Shimano Curado 200G 7:1:1

I am just getting into the bait casting world and i bass fish all the time. I just purchased this reel and am wondering what brand/style rod would be best suited to pair up with it. The older bait casting rod that i had it on just broke today (just a poor quality one). I am willing to spend between $100 - $150. Any suggestions?

Any suggestions would be appreciated


----------



## Captain Ahab (Jul 3, 2013)

All depends on what you are going to toss - I like the Powell Rods myself or a Dobbins


----------



## Jim (Jul 12, 2013)

I am a fan of the powell rods too.

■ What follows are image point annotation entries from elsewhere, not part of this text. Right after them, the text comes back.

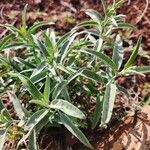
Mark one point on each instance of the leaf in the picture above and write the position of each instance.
(60, 86)
(141, 69)
(17, 46)
(118, 52)
(134, 54)
(39, 69)
(40, 76)
(65, 47)
(136, 70)
(5, 112)
(29, 85)
(22, 61)
(104, 58)
(97, 111)
(35, 26)
(74, 130)
(35, 119)
(24, 17)
(108, 104)
(43, 49)
(92, 75)
(39, 102)
(67, 108)
(63, 39)
(5, 40)
(47, 89)
(20, 110)
(123, 90)
(86, 24)
(94, 15)
(3, 133)
(32, 140)
(124, 25)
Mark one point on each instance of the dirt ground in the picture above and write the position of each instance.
(132, 132)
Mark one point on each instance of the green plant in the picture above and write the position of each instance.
(53, 70)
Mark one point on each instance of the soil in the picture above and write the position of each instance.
(132, 131)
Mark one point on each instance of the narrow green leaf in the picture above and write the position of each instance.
(5, 112)
(3, 133)
(67, 108)
(97, 111)
(86, 24)
(108, 104)
(21, 112)
(95, 16)
(63, 39)
(40, 76)
(22, 61)
(118, 52)
(141, 69)
(39, 69)
(74, 130)
(47, 89)
(35, 26)
(104, 58)
(32, 140)
(43, 49)
(35, 119)
(5, 40)
(124, 26)
(39, 102)
(134, 54)
(24, 17)
(92, 75)
(60, 86)
(123, 90)
(29, 85)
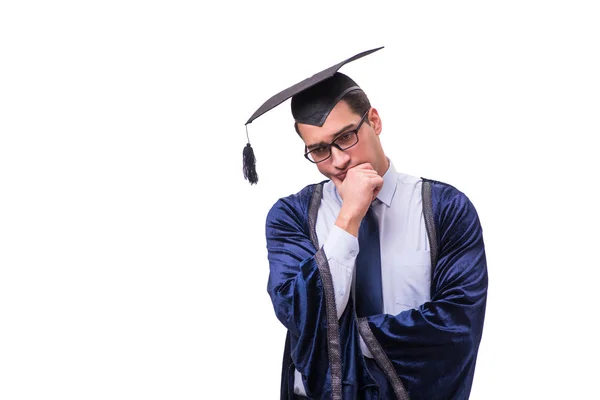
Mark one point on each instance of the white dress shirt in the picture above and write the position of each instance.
(405, 255)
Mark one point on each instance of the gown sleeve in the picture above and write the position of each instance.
(433, 348)
(297, 291)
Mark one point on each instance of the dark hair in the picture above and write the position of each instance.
(358, 102)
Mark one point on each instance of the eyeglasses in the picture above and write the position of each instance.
(342, 142)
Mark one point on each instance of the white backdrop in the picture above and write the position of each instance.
(132, 252)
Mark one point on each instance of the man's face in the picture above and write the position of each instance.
(339, 121)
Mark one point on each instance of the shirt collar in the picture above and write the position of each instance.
(390, 181)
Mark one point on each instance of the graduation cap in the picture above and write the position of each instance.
(312, 100)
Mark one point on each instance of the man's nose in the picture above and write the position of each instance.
(339, 158)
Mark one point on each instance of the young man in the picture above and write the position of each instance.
(379, 277)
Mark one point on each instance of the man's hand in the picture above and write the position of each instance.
(358, 189)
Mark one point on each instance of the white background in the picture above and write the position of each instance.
(132, 252)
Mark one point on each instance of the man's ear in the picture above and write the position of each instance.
(375, 120)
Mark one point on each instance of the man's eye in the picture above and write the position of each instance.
(345, 136)
(319, 151)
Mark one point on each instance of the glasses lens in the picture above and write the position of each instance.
(347, 140)
(319, 154)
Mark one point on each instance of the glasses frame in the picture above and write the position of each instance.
(334, 144)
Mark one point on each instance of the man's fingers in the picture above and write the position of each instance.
(336, 181)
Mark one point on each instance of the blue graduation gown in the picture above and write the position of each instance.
(426, 353)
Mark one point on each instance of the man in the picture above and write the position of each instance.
(379, 277)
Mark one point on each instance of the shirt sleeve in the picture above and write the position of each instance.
(341, 249)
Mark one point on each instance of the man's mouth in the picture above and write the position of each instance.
(341, 176)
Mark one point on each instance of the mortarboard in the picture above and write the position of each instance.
(312, 100)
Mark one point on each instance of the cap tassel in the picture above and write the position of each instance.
(249, 163)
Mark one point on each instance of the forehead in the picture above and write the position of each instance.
(340, 117)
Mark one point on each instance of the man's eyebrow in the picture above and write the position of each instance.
(320, 144)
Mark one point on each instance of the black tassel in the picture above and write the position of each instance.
(250, 165)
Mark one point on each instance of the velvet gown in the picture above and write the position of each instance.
(425, 353)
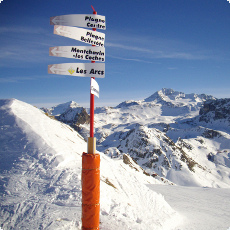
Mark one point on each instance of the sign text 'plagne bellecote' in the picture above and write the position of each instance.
(81, 20)
(83, 35)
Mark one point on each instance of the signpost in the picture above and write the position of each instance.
(79, 52)
(83, 35)
(78, 69)
(90, 160)
(81, 20)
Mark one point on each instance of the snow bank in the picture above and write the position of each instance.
(40, 179)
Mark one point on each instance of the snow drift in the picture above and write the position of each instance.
(40, 178)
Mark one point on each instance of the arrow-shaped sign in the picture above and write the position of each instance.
(79, 52)
(87, 36)
(81, 20)
(78, 69)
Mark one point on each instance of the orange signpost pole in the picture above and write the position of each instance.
(91, 177)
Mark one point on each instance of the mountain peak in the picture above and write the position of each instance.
(168, 94)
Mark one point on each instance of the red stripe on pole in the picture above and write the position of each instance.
(92, 98)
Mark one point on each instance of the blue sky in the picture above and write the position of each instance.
(150, 44)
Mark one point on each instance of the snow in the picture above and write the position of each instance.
(40, 171)
(202, 208)
(41, 178)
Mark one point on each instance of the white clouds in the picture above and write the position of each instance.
(146, 47)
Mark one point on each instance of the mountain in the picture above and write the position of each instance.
(40, 178)
(69, 113)
(179, 138)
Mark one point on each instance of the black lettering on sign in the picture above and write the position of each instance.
(82, 71)
(94, 71)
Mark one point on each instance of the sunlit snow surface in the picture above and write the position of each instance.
(40, 166)
(40, 182)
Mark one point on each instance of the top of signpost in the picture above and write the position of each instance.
(81, 20)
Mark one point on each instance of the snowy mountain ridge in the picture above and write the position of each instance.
(169, 136)
(40, 170)
(40, 178)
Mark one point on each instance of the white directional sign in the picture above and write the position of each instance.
(78, 69)
(87, 36)
(81, 20)
(94, 88)
(90, 53)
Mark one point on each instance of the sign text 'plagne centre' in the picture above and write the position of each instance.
(65, 25)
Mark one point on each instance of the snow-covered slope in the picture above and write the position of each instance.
(171, 135)
(40, 178)
(167, 137)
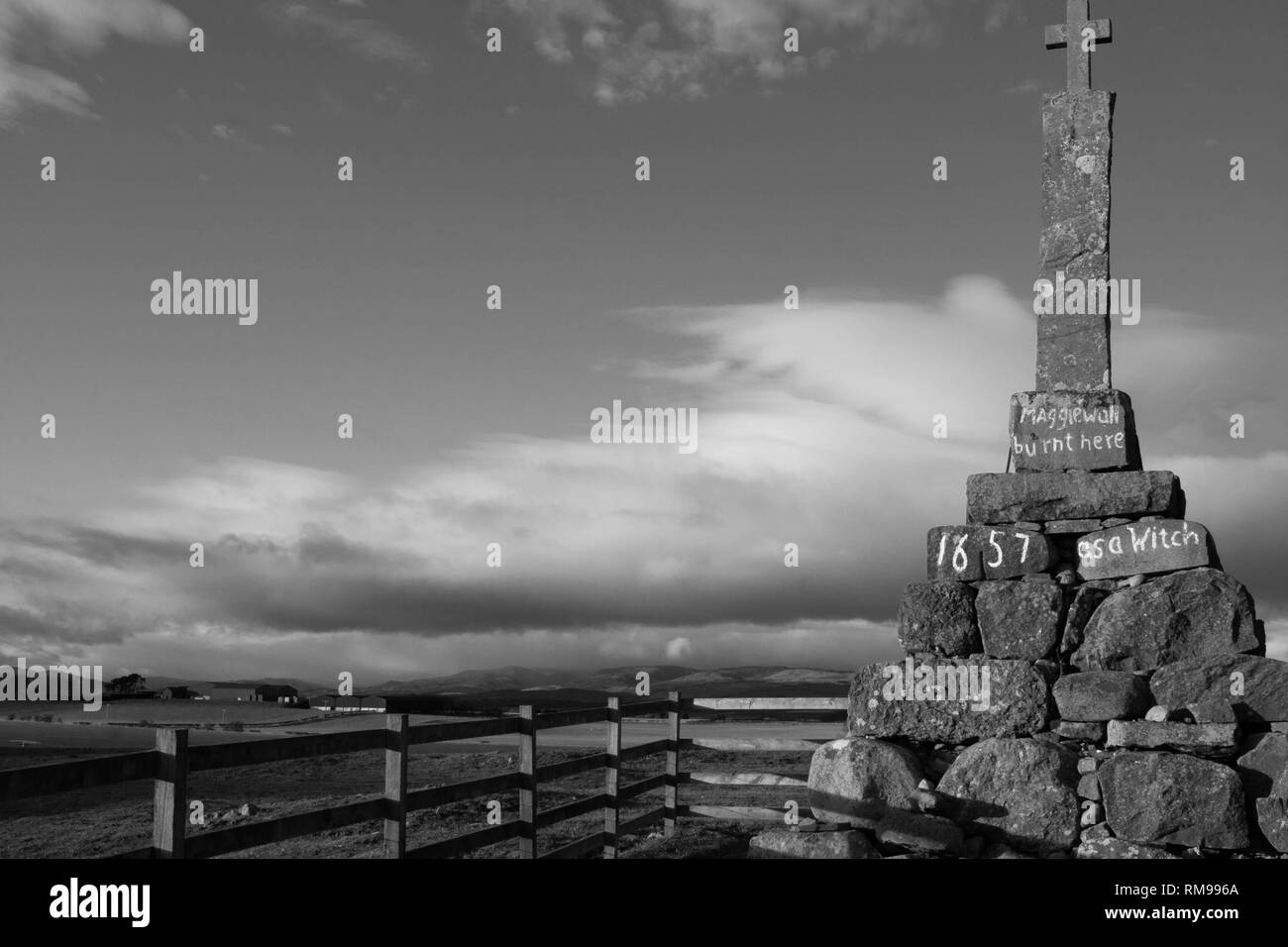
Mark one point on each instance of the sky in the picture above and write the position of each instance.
(471, 425)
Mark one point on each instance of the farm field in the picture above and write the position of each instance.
(116, 818)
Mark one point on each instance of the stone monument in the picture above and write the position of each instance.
(1082, 677)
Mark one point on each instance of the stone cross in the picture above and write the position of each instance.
(1070, 35)
(1077, 132)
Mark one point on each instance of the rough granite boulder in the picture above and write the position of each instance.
(914, 832)
(948, 699)
(1189, 737)
(857, 780)
(1019, 618)
(780, 844)
(1099, 696)
(1186, 615)
(1086, 599)
(1119, 848)
(1173, 799)
(1273, 821)
(939, 618)
(992, 497)
(1256, 686)
(1021, 792)
(974, 553)
(1263, 757)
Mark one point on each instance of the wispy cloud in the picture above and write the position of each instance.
(63, 30)
(639, 50)
(812, 431)
(365, 37)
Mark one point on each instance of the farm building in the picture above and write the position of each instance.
(224, 690)
(270, 693)
(351, 703)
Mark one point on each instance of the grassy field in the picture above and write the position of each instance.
(119, 818)
(116, 818)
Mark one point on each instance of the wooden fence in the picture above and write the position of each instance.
(170, 763)
(774, 784)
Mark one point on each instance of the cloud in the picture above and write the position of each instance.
(366, 38)
(814, 429)
(688, 48)
(33, 30)
(679, 648)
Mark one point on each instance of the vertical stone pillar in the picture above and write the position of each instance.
(1077, 132)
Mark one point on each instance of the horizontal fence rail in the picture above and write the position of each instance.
(172, 761)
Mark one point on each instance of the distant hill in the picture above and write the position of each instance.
(503, 688)
(305, 688)
(716, 682)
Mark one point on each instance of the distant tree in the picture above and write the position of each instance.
(130, 684)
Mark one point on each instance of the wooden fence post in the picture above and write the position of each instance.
(612, 776)
(395, 787)
(527, 783)
(170, 793)
(673, 763)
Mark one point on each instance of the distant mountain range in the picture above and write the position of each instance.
(717, 682)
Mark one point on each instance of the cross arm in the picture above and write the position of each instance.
(1057, 35)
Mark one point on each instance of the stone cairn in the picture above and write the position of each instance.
(1082, 677)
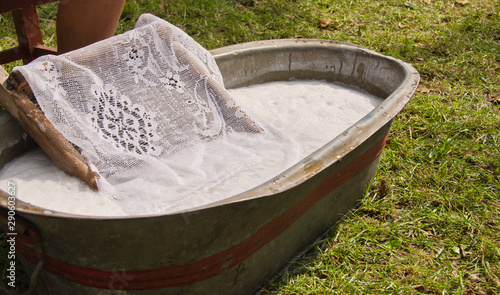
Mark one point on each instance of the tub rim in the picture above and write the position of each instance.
(322, 158)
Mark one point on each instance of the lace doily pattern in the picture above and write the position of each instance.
(129, 126)
(148, 109)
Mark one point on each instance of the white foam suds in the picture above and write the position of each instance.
(311, 112)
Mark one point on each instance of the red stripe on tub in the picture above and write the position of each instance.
(181, 275)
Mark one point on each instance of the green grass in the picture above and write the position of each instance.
(430, 224)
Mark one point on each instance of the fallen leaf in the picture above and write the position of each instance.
(324, 22)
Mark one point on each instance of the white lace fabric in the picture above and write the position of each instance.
(149, 112)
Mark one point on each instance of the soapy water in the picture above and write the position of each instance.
(311, 112)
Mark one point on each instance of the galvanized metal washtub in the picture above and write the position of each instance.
(238, 244)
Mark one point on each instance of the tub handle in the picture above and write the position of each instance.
(28, 230)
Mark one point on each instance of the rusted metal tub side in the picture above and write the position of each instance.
(236, 245)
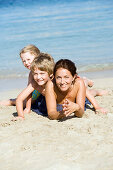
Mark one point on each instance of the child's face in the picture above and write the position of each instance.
(63, 79)
(27, 59)
(41, 77)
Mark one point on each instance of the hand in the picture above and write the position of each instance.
(26, 111)
(17, 118)
(101, 110)
(69, 107)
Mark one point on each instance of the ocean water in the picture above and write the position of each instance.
(80, 30)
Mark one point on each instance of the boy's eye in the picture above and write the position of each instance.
(66, 77)
(58, 77)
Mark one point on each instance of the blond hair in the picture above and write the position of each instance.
(32, 49)
(43, 62)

That is a nice reel you have there.


----------



## wingsnhammers (Jul 29, 2013)

I picked up a 7' Skeet Reese rod not long ago and like it alot. I feel it was a good value at $65 and it has performed well so far. I also have a Lew's 7' M action Laser SL rod. I have caught the majority of my fish with that pole. It's landed everything from 1/2lb to 10lb. I thought the 10 pounder was gonna be the death of that rod, though. lol


----------



## johnnybassboat (Jul 30, 2013)

I just got a new Fenwick Aetos as a factory replacement for an old Fenwick rod that broke. The rods list at $199, but I have seen them on sale for about$140. they are light and very sensitive. Fenwick had kinda fell behind in rod technology as of late, but this rod is a good deal. Just my two cents.


----------



## gotbass (Aug 9, 2013)

For value I don't think you can beat Fenwick HMX. You really need to consider what this rod is going to be used for and make length and action decisions accordingly. While I know that longer rods are more in style don't ignore 6' or 6'6" med or med/hvy for a variety of uses. Actions vary greatly from one brand to another. Since I always have 5 or more rods on deck I'm sure you'll be in the market many more times in the future. Just make sure to tell your wife not to sell them for what you told her you bought them for if something happens to you.


----------